Then researchers—with the ultimate goal of treatment after injury to prevent osteoarthritis—coupled dexamethasone with avidin and delivered the drug in vitro, using polyethylene glycol (PEG), the polymer most commonly used for drug delivery. They used both an ester linker, for faster release, and a hydrazone linker for slower release.4
“You have the ability to combine both fast release and slow release so you can get an early bolus release as soon as the avidin drags the dex in, and then a slower release during the subsequent time,” Dr. Grodzinsky said.
Cartilage explants were placed in a culture with inflammatory cytokines, and the solutions were injected with soluble dexamathesone; or avidin-dexamethasone with an ester linker; or avidin plus dexamethasone with hydrazone linker; or the avidin-dexamethasone-ester and avidin-dexamethasone-hydrazone in a 1:1 molar ratio. They found that the version with the best suppression of sulfated glycosaminoglycan (GAG) was the 1:1 combination.
“The concept is enhanced transport into the tissue because of charge, and then binding inside,” he said. “We’re now taking this into an animal and then going from there.”
Nanotubes
Massimo Bottini, PhD, associate professor of biochemistry at the University of Rome Tor Vergata, Rome, Italy, and adjunct assistant professor at the La Jolla-based Sanford Burnham Prebys Medical Discovery Institute, said there appears to be promise in the use of carbon nanotubes for intra-articular delivery of drugs straight to chondrocytes. In osteoarthritis (OA), chondrocytes have switched to a catabolic state. And the idea is to reestablish the balance between the anabolic and catabolic states by delivering gene inhibitors and/or gene activators.
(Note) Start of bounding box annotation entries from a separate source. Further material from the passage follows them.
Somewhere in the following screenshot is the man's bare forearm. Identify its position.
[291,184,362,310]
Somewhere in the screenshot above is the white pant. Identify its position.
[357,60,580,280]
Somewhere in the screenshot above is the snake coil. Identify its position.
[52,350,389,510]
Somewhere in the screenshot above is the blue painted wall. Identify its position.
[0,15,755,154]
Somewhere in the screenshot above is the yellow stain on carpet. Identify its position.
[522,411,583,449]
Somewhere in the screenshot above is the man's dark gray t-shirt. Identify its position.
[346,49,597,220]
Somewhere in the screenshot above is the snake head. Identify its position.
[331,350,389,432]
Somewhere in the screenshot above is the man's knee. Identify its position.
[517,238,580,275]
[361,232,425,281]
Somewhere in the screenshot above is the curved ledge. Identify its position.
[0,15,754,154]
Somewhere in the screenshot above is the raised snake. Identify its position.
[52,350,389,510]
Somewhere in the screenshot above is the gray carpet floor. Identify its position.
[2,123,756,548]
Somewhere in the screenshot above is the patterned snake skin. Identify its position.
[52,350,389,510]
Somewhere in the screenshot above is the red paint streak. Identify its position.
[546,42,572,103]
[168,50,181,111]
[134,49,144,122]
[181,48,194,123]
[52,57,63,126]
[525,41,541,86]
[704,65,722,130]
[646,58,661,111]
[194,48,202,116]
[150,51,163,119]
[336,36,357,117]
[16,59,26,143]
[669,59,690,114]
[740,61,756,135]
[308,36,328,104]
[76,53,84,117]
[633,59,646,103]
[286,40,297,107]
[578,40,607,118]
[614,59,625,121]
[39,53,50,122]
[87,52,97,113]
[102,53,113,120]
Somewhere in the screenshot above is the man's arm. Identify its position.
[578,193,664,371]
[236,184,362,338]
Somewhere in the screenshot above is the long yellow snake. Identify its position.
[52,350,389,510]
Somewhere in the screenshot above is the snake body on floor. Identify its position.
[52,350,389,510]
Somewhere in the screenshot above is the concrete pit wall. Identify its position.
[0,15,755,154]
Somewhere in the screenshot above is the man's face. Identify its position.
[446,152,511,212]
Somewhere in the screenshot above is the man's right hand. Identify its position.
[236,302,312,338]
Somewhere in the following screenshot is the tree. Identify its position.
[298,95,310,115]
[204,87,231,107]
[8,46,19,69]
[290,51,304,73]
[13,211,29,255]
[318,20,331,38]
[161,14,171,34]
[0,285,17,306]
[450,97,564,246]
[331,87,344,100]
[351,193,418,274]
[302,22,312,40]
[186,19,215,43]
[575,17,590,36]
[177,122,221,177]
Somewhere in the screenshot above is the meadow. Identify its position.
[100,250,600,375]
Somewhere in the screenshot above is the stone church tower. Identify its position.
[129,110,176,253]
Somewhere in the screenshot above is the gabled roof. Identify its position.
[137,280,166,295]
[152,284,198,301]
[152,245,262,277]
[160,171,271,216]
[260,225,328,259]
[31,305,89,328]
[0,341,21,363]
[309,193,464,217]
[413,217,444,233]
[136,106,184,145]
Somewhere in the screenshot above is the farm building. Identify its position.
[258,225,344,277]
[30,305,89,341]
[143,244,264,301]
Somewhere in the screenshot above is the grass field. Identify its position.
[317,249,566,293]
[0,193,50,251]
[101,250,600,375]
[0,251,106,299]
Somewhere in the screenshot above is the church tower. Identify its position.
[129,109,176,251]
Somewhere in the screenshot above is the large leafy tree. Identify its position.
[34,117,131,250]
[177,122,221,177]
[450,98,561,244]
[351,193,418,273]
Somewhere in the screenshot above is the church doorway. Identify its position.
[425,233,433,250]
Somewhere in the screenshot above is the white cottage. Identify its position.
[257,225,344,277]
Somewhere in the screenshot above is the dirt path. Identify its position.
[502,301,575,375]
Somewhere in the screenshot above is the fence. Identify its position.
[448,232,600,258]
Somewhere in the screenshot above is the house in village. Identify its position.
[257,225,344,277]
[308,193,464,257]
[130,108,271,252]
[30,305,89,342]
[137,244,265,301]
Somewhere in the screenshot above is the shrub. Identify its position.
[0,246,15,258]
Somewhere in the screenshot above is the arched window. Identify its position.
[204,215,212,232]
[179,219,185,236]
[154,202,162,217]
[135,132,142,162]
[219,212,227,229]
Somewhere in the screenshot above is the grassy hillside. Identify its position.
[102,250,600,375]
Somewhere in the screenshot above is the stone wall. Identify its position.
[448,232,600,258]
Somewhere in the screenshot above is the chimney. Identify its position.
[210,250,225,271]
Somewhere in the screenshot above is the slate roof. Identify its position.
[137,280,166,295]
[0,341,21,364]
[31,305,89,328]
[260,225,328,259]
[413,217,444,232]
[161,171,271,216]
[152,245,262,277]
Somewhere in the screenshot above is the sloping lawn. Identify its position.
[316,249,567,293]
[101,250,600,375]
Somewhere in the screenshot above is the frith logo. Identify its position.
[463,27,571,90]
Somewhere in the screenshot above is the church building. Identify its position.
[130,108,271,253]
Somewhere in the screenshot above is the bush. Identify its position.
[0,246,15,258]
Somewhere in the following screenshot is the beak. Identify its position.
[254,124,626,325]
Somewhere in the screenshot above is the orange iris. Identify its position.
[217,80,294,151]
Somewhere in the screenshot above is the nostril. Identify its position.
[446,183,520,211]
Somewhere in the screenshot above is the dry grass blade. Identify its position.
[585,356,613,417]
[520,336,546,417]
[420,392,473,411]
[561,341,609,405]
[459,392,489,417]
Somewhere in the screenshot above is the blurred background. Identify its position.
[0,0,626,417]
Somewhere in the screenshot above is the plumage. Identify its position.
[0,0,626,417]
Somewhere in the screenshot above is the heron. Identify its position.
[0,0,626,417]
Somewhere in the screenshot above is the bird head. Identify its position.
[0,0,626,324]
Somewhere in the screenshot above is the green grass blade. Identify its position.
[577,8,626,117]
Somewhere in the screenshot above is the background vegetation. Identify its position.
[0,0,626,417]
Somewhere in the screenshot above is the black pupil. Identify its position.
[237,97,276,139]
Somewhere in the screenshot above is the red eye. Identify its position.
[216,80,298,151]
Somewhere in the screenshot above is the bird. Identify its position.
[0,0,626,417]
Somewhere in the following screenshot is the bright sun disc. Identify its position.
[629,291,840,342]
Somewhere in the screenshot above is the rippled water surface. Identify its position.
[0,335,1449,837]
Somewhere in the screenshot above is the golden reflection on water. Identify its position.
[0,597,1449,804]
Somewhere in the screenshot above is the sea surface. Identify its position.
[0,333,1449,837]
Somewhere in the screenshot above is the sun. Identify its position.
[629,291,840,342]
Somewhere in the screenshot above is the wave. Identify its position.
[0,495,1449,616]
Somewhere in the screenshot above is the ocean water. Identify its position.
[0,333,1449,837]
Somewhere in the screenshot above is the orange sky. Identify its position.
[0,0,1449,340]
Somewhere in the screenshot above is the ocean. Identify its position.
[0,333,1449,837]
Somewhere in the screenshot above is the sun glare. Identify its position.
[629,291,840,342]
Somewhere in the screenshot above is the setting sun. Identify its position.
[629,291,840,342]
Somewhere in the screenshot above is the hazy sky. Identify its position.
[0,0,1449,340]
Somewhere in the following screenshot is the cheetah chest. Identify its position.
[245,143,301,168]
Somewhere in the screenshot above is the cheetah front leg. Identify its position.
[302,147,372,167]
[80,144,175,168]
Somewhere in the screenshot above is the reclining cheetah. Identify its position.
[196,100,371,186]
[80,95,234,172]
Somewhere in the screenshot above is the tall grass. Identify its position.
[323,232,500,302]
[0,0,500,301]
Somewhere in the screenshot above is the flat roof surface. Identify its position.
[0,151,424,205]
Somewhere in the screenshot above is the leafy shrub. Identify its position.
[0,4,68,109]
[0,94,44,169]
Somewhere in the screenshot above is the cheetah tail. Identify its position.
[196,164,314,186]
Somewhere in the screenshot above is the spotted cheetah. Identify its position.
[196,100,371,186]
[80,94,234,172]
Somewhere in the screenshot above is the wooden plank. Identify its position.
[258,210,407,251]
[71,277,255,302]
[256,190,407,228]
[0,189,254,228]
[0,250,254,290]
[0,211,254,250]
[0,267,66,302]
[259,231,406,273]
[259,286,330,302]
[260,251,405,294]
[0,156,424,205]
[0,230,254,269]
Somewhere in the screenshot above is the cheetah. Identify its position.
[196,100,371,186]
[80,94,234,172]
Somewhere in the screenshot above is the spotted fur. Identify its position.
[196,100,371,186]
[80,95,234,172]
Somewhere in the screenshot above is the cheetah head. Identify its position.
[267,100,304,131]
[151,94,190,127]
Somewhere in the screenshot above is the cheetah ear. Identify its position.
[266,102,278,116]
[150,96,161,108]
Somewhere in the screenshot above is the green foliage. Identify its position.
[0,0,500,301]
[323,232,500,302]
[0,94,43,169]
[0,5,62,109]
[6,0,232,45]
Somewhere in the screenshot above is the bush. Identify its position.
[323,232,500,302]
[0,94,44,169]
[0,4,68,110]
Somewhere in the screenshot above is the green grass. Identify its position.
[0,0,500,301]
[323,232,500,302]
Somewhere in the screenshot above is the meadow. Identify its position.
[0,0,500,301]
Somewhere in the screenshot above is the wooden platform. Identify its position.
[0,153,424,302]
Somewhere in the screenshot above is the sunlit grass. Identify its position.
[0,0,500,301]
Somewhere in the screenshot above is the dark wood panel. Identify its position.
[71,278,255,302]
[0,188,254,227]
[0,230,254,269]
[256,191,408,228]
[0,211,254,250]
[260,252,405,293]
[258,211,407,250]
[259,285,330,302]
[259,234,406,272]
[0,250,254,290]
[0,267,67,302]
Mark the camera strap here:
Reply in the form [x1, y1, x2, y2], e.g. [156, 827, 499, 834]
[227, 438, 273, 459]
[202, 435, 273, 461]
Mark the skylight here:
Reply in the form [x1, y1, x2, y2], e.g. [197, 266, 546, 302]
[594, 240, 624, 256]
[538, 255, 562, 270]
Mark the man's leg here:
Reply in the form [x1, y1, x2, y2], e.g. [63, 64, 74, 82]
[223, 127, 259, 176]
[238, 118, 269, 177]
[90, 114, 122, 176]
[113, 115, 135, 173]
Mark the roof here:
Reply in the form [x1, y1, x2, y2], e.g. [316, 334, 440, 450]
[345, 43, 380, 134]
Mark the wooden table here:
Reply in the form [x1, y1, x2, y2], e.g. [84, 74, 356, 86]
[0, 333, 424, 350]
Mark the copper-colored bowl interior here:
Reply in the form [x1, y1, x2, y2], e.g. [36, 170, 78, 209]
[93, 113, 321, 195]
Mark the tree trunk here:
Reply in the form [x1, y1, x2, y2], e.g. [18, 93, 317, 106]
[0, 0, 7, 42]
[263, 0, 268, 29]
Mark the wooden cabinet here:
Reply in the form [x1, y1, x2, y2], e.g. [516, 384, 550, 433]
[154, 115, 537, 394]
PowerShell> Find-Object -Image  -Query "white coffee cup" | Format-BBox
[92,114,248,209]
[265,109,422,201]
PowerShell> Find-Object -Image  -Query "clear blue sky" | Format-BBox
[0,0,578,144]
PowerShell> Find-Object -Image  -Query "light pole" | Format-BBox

Carbon nanotubes are very small cylindrical particles—as small as about 1 nanometer in diameter—that are known for their strength as well as their elasticity and conductivity. At Dr. Bottini’s center, researchers have tweaked them, including making them shorter and outfitting them with PEG, to make them biocompatible, biodegradable and more suitable to deliver their cargo of morpholino antisense oligonucleotides (mASO), used for gene inhibition.
Researchers found that, with just a single injection, the nanotubes were able to penetrate the dense cartilage extracellular matrix, translocate into the cytoplasm of the chondrocytes and deliver mASO—and had staying power once delivered.4
“Nanotubes persisted in the joint for more than 15 days in both healthy and OA rats,” Dr. Bottini said. “Importantly, they did not accumulate in major organs nor worsened OA per se.”
“There is still much room for improvement with the use of nanoparticles in drug delivery—particularly by specifically identifying ligands and receptors that could help promote particle and drug transport,” he said.